Galiba bazıları '
tatlı cadı' türü sonuç bekliyormuş, beklediği olmayınca “Batsın bu dünya” garipliği sergilemeleri bu yüzden...
Siyah/beyaz ve tek kanallı televizyon döneminde oynayan bir
Amerikan dizisiydi 'tatlı cadı', sıradan bir ev kadını görüntüsündeki Samantha aslında binbir hünerli bir cadıydı; her sorunu burnunu hafifçe oynatarak çözebiliyordu. Dünyalı eşine sevgisinden hünerlerini sergilemekten kaçınsa da, her zora düştüğünde olağanüstü gücünü kullanıyor ve sorun ortadan kalkıveriyordu.
Türkiye'nin içinden geçtiği süreçte burnunu oynatarak veya sihirli değneğini devreye sokarak sorunları çözebilecek olağanüstü güçlerle donatılmış kimse yok. Keşke olsaydı. Birikmiş bunca sorunun altından kalkmak her fâninin harcı değil çünkü.
Farklı görünmeye çalışsak da gerçek ortada: Sabırlı insanlardan oluşan bir
toplum değiliz; herhangi bir işe uzun süreli olacağını bilerek başlasak bile sonuca biran önce erişmek istiyoruz. Sonun en baştan görünmediği, her aşamasında üzerinde düşünüp yeniden tavır alınması gereken 'süreçler' bize hayli zor geliyor. Bir an önce çözülmezse eldeki sorun, onun hiçbir biçimde çözülemeyeceğine inanıveriyoruz.
Bugün üstesinden gelmeye çalıştığımız sorunlar bayağı köklü birer geçmişe sahip; yıllarca elimizi değdirmeden uzağımızda tutup kendiliğinden ortadan kalkacağını düşündüğümüz sorunlar için vade nihayet kapıya dayandı. Dirlik ve birliğimizi koruyabilmek için de, ileriye dönük beklentilerimizi gerçekleştirmek için de mevcut sorunlarımızı çözmemiz gerekiyor.

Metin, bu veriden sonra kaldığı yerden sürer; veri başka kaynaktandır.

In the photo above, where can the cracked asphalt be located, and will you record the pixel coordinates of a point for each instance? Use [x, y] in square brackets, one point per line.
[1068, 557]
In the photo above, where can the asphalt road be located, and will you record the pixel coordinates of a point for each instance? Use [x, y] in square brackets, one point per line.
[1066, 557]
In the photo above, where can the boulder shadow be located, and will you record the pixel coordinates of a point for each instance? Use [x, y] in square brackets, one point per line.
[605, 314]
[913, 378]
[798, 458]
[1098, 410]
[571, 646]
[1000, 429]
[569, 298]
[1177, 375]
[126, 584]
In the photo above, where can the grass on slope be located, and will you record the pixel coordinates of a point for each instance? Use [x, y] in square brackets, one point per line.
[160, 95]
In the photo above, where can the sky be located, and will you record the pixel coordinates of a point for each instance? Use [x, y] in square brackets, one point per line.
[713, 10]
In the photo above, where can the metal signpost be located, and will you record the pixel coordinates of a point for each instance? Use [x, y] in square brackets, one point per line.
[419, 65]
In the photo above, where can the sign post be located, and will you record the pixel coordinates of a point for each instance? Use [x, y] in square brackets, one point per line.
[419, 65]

Sadece içerideki şartlar zorlamıyor sorunların üzerine üzerine gitmeye; yakın ve uzak coğrafyada irtibatlı olduğumuz veya ilgimizi bekleyen
ülkelerin de gözü bizde... Pek çok bakımdan bizi birlikte yürünecek,
ortaklık edilecek, stratejik bakımdan önemli bir ülke olarak görenler, derhal göze batan eksiklik ve yanlışlıklardan kurtulmamızı da arzuluyorlar.
Hem iç şartlar hem de dışarıda karşılaştıklarımız, bizi, mümkün olduğu kadar kısa sürede safralardan kurtulmaya zorluyor.
'Kısa sürede' olmasına kısa sürede, ama öyle birdenbire de değil...
Derhal sonuç alma aceleciliğimiz burada aleyhimize çalışmaya başlıyor işte. Neredeyse 100 yıldır birbirine ters
bakan iki toplum arasındaki buzları eritmek ve 'komşularla sıfır sorun' ilkesi gereği “Ermenistan'la
açılım” veya çeyrek asır boyunca onbinlerce cana yüzmilyarlarca dolar maddi kayba yol açmış '
Kürt sorunu' için başlatılmış açılım... Bu iki açılımın birkaç ay içerisinde sonuca bağlanmasını beklemenin bir mantığı var mı?
Mantığı yoksa, “Neden hâlâ bir sonuca bağlanmadı?” diye tepinmenin âlemi ne?